The Unscratchable Itch.
‘Why would you do this to me?’ Stan pleads. ‘What did I ever do to deserve this? Have I not been good to you? Have I not opened your mind to a world beyond your limited horizons?’
‘I had no choice,’ Eve says. ‘What was I supposed to do?’
‘You could have sent her on one of those things… y’know?’
‘Things?’
‘Yeah, one of those things… like a job, but for an idiot. To send her off somewhere she won’t bother us.’
Eve scrunches her face up and stifles a smirk, she starts to shake her head.
‘Don’t pretend you don’t know what I’m talking about, Eve. You forget I know how clever you are,’ Stan says. ‘Please… can’t you just do my thinking for me?’
I clear my throat and quietly offer, ‘I think he means a fool’s errand.’
‘You’re harsh on her, Stan,’ Eve tells him, still shaking her head.
‘In what way? She’s a thick twat.’
Eve and I both suck in through our teeth at Stan’s assessment of Tuesday. Admittedly she comes out with some stuff that’ll jangle your brain a bit, but calling her a thick twat seems a little harsh.
‘Listen t
o you two pretending you actually give a shit about her. Especially you, Eve. Don’t think I haven’t seen the looks you give her.’
‘I’ll admit she can be a little…’
‘Twat?’
‘No!’
‘Ok, fine… Mong? Is mong better?’
‘Are we really using the word mong?’
‘Mong’s not a good word,’ I add.
‘That’s funny, Pres, because I distinctly remember you saying the other day that she was a bit mongy.’
‘You said mongy.’
‘Yes! But you didn’t disagree. In fact, you laughed. So you’re more culpable than me.’
‘Eve, please tell Stan never to say culpable ever again. It sounds wrong coming out of that mouth!’
‘Listen, Shakespeare, just because I didn’t get a degree in twat-ology, or whatever you studied, it doesn’t mean I’m thick. I’ve got street-smarts.’
‘Yes, Stan… we all know you went to The University of Life…’
‘Well not all of us are privately educated, Pimms drinking, tennis bell-ends, are we?’ he says, pointing accusingly at Eve and I in turn.
‘Stan,’ says Eve, ‘I lived all my life on a council estate with my mum and my aunt, both of whom were completely mental.’
‘That may be true,’ he says, ‘but I bet you still like Pimms.’
‘I do like Pimms. It’s true. That’s why I had to leave the estate forever. It happened at Christmas… to this day the sound of sleigh-bells makes me tearful...’

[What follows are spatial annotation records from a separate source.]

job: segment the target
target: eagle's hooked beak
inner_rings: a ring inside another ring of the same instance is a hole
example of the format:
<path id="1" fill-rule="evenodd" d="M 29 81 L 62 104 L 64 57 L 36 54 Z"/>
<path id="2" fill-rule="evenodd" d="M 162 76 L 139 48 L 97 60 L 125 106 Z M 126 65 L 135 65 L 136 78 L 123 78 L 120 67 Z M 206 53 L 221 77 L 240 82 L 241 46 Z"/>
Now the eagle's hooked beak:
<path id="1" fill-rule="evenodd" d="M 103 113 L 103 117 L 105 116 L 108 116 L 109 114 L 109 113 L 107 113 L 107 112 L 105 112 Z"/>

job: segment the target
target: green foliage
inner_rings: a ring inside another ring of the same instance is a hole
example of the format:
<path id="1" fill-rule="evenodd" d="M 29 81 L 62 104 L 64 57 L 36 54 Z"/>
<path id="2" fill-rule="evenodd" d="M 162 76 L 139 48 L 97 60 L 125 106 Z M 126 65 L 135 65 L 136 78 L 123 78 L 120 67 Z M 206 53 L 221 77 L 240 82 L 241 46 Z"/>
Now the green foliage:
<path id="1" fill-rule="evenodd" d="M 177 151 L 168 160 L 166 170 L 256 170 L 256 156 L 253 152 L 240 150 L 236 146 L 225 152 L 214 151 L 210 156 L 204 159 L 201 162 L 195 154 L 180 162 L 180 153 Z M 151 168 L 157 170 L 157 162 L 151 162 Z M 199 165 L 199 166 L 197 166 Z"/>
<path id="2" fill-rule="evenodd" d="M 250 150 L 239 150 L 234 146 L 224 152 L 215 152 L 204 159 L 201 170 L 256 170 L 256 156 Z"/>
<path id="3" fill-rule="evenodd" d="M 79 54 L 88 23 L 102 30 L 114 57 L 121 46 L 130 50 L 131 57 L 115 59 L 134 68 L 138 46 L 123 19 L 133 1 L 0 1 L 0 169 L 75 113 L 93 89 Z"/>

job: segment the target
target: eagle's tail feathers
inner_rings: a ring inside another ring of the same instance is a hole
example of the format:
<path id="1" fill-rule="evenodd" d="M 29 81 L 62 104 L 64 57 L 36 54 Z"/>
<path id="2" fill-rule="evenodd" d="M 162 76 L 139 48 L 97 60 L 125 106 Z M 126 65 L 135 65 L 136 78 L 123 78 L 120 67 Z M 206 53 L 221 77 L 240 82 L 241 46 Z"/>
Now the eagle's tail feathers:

Stan pulls a confused face at me. ‘I can’t tell whether she’s taking the piss.’
I shrug. Each and every one of us could be living a lie right now. We’ve all told stories about who we used to be, what we used to be and how we got to this place, and it’s doubtful that we’ll ever be held accountable for any of it. We all got the chance to become something new when the fences went up. A fresh start in a grave new world.
‘So anyway…’ Stan says, ‘remind me why you invited Tuesday along this evening. Is the company of two such fine hunks of manliness not enough for you?’